If I were a Maryland donor, the cash pipeline would dry up as soon as I felt that the athletic department has little idea what it’s doing. Firing Friedgen’s replacement in Edsall – who many disagreed should be hired in the first place – after just one season reeks of desperation.
Yes, Edsall had a deplorable season on the field and off it. He lost games, some in embarrassing fashion, and seemed better at passing the blame than helping the promising O’Brien pass the ball.
But I disagree with Feinstein – eating the $10 million on Edsall’s contract would be a disastrous decision by the Terps, who are strapped for cash and may be close to eliminating some varsity sports.
It’s possible that donors could stop giving money to Maryland athletics if they continue poor play under Edsall, but I’d take a chance that they would give Edsall more than just one bad season before they start tightening the purse strings. Plus, it’s a bad idea to bow down to the donors’ every suggestion.
If you fire Edsall, you definitely won’t get that money back.

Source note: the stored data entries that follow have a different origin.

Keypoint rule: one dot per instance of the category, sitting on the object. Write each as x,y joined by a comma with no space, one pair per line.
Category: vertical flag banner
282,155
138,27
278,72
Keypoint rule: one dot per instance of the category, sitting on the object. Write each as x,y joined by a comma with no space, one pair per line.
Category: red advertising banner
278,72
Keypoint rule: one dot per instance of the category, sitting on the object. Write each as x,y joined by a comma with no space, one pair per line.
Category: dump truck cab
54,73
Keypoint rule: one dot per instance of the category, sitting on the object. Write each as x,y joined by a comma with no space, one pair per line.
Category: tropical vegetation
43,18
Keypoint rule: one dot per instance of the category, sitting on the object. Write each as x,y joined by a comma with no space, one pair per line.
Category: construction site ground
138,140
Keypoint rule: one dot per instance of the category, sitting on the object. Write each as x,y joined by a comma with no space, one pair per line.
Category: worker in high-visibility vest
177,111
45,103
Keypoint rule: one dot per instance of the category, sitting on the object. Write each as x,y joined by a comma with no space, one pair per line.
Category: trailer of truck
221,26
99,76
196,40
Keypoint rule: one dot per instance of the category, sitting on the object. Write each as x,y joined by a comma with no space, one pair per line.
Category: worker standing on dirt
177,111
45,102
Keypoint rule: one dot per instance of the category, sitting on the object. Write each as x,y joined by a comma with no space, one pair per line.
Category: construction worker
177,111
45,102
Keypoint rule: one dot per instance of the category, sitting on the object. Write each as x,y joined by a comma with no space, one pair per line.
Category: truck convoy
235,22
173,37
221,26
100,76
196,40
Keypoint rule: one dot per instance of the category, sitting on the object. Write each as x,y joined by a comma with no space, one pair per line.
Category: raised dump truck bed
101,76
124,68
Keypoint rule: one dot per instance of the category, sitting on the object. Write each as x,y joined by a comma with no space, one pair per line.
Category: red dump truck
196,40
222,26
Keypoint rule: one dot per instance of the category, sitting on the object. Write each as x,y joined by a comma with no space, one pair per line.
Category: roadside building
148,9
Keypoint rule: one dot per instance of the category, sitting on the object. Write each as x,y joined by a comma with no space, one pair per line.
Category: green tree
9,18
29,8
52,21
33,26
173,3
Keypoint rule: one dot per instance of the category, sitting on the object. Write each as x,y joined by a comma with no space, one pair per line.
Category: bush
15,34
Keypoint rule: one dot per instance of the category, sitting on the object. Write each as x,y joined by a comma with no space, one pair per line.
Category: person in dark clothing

And all those big coaches who are on the market? They are going to cost a pretty penny, too. Malzahn isn’t leaving his cushy gig for small potatoes (he reportedly turned down a $3M offer from Vanderbilt last year), and Franklin reportedly has a lucrative offer from Vanderbilt on its way.
Are the Terps in a position to pay Edsall and enter a bidding war for the top coaches on the market? Not a chance.
And who in their right mind would want to take a job at a school where they shoved out the ACC Coach of the Year last season and then dumped his successor one year later?
That’s not even to mention Edsall’s worth on the sideline. He proved at Connecticut that, with some patience, he will reward a school that places some faith in him.
I am not asking Maryland to show the type of loyalty Edsall received at UConn, where he didn’t post a winning season until his fifth campaign. I know Maryland is in a different position now than UConn was at the turn of the millennium as it made its way into FBS football.
But Edsall was an acquired taste in Storrs, mostly because it took him a while to acquire meaningful wins.
As Hartford Courant columnist Jeff Jacobs points out here, Edsall is a coach with a militant style and strict rules. It’s not easy to convince another coach’s roster to adapt to those rules, especially when things aren’t going as they want on the field.
Give Edsall a fighting chance to get through to those guys.